А ночь смотрела на него ясными и печальными глазами звезд, и помимо воли он начал вслушиваться в ту Песнь, которую никогда не узнаешь до конца, даже прожив тысячи лет - загораются и гаснут звезды, рождаются и умирают миры, а Песнь живет...
Он медленно поднялся, постоял, вытряхивая запутавшиеся в волосах хвоинки и, осторожно ступая по живой земле, пошел по краю Долины, пытаясь различить в Песне Арты отдельные мелодии - гор, цветов и трав... На этот раз Белый Единорог не вышел ему навстречу. Ничего, он останется на ночь в доме Наурэ и уйдет на рассвете, простившись с Учеником, с Долиной, с Единорогом, с этой землей... И ему мучительно захотелось хотя бы эту, последнюю ночь провести не в одиночестве: он ускорил шаги, чтобы быстрее добраться до узкой змеящейся тропинки, ведущей к дому в горах.

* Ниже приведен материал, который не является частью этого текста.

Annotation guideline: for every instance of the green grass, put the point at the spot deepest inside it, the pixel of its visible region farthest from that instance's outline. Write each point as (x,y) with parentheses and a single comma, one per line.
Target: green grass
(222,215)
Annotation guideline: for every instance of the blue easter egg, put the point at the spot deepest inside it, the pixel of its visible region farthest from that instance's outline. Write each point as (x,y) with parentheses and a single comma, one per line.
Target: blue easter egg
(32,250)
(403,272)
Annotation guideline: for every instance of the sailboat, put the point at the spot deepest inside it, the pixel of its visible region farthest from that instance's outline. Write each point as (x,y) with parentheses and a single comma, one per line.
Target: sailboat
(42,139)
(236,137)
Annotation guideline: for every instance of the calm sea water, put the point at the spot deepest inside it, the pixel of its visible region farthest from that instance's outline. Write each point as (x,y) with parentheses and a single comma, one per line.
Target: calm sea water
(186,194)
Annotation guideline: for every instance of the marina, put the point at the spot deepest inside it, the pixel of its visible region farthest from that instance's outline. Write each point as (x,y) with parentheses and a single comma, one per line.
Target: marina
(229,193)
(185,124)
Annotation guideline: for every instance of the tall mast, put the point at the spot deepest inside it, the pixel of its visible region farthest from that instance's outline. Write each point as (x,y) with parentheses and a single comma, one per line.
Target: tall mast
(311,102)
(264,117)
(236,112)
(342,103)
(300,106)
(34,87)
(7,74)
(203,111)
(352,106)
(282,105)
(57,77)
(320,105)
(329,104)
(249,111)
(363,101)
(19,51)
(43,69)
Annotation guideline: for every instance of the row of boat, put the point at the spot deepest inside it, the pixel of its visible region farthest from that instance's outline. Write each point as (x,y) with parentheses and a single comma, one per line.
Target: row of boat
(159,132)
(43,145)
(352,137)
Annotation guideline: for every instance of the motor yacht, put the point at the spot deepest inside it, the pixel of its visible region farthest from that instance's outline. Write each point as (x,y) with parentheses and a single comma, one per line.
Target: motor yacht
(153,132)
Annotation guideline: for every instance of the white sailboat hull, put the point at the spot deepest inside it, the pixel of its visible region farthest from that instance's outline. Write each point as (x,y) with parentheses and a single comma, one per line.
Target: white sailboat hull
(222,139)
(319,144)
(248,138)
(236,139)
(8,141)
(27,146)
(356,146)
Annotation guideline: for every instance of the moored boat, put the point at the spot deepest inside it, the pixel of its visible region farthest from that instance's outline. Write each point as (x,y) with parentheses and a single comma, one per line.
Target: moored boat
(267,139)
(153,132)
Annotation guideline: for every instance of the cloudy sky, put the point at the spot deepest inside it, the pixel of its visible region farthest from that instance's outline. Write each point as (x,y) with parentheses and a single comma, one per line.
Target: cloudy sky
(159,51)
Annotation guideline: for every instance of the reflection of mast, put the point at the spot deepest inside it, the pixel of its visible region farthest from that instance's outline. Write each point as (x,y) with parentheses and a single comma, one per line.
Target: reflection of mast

Дом был пуст. Он понял это сразу, еще не успев подняться на порог; понял, несмотря на то, что в окне мерцал маленькой звездой магический светильник. И все же вошел.
...Голубовато-белое пламя в хрустальном кубке, до половины исписанный лист пергамента на столе... Он склонился над рукописью. "Трава алгелэ листья имеет узкие и заостренные, густо-фиолетовые, с серебристыми прожилками. Цветение начинается с пятого дня знака Йуилли; цветы мелкие, собранные в колос, бледно-фиолетовые, подобные звездам о семи лучах, запах имеют сладковатый; семена небольшие, исчерна-красные. Отвар из цветов и молодых листьев помогает от грудных болезней и кровавого кашля. Полную силу цветы имеют при первых вечерних звездах знака Тайли; семена же, растертые и смешанные с соком ягод ландыша, успокаивают сердечную боль. Время для сбора семян - первые два часа пополудни трех последних дней знака Тагонн, но лишь при погоде сухой и солнечной..."
На этом манускрипт обрывался.
Он постоял посереди комнаты, раздумывая, не оставить ли что-нибудь на память. Нет, не нужно; Наурэ огорчится, узнав, что они разминулись.
"Прощай, Ученик".
Он вышел, притворив дверь. Тропа уводила дальше в горы, поворачивая на юг. И с каждым шагом все отчетливее становилось чувство тревоги.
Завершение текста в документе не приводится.